Since Uli Hoeness has announced that he will not run for re-election to be Bayern Munich’s president in November, many of his colleagues have offered their take on the decision. Karl-Heinz Rummenigge recently talked in detail about what the future of Bayern’s front office will look like once Hoeness officially steps down as president, and now (via Bild+), director of national teams and academies at the DFB Oliver Bierhoff has weighed in on the decision.
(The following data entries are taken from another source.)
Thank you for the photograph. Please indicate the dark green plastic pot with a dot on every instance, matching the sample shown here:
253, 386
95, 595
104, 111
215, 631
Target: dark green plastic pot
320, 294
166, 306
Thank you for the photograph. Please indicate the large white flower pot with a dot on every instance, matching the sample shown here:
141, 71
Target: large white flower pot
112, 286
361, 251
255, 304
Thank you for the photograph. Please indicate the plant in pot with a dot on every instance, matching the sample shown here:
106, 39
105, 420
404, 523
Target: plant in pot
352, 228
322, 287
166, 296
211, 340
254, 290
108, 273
While Bierhoff recognized just how much Hoeness means to Bayern and vice versa, he feels that he might not have as much of an influence on some of the important decision making in the future without holding an official position within the front office. Hoeness, of course, still plans on staying on Bayern’s supervisory board even after he steps down as president, but Bierhoff feels that having an influence might be a bit more difficult:
FC Bayern is very closely connected with his name. At the same time, the club also occupies a place of very great value in Uli Hoeness’ life. Of course he would always receive a hearing at FC Bayern on account of his life’s work even without an office, but exerting influence will definitely be more difficult without an official function.
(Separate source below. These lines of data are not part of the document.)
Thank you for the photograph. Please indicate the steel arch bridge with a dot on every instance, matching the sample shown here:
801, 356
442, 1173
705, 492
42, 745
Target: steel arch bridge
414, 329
By Sunday, August 29th, Hoeness wants to discuss his future on the supervisory board with the rest of Bayern’s board members. By then, he wants to have hashed out a clear plan for just how much he’ll still be involved with certain decisions for the club like transfers, coaching staff members, front office members, and other board members. While he’ll no longer be president of the club, the magnitude of the symbiotic relationship he has with FC Bayern will always see that his word(s) holds high value and merit in the important decison making processes for the club. Bierhoff feels that it might be more difficult for Hoeness to have as big of an influence, especially with a new president coming in this winter, but Hoeness and Rummenigge might not feel the same way.
Former Adidas CEO Herbert Hainer has been rumored to be the front-running candidate to succeed Hoeness, who would be one of the only people to hold a Bayern front office position without having actually played for them at any point. Still, though, he has a good relationship with both Hoeness and Rummenigge, so he’d likely be open to always take suggestions and advice from both of them if he is, in fact, the next president of the club.